# Watch your oil - no dipstick!



## altieb (Mar 30, 2008)

Dunno if this is true on all the new M cars, but the M6 has no dipstick, and the electronic oil measurement system is not very quick to register (can take over a half an hour to indicate a change in oil level)... There is a quick measurement it will do, but it takes 5 minutes or so, and isn't supposed to be very accurate.

So.... the most important thing you need to do for your car, maintain the oil at the optimal level, has been made ambiguous and tricky.
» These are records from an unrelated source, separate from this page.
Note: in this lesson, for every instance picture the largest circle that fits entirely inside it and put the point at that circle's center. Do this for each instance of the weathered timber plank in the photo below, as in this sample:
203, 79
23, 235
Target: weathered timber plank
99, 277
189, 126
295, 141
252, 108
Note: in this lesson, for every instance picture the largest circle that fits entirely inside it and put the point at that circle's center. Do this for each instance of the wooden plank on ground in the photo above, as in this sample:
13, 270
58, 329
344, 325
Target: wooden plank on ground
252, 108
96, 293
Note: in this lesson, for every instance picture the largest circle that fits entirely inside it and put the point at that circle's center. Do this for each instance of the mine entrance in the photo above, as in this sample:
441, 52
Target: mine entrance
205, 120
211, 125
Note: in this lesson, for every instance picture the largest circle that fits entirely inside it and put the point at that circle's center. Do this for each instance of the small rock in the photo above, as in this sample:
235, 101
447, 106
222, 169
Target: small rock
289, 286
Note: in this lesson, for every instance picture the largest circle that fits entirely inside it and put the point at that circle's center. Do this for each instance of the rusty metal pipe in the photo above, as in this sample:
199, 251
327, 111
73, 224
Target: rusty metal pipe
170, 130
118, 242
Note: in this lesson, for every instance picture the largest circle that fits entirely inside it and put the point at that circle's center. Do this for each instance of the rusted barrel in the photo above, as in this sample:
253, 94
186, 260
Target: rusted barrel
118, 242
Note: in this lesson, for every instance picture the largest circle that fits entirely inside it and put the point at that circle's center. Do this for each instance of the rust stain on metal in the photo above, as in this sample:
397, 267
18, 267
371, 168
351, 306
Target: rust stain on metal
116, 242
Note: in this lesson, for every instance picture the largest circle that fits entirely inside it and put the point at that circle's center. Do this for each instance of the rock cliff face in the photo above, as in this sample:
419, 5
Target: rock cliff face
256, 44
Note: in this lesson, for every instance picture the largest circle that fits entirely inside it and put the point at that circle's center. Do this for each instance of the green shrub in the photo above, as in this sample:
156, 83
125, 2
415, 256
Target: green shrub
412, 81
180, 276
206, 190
And for what purpose?

AND, btw, if you happen to overfill the thing, which I just did, as a result of the gauge not indicating any change with a series of additions of oil I made, until it suddenly woke up and reported that there was at least 1/2 litre too much oil in the car, there is no easy way to get the excess oil out!

There's no dipstick access, through which it could be removed, and the car is too low to the ground to get to the drain plug. OTOH, one really can't tell if its 1/2 litre overfilled or more than that, so one's not inclined to drive it to the dealer... What? Have it towed to the dealer to have a litre of oil removed? You've got to be kidding!

In the final analysis, its really a bitch, none of which would have been an issue if the car simply had a dipstick, a site glass, or any other mechanical means of knowing how much oil there was in the car! 

Guess how I'm spending my Sunday! Rant over.

Love this car btw... but really, no dipstick?

-A


----------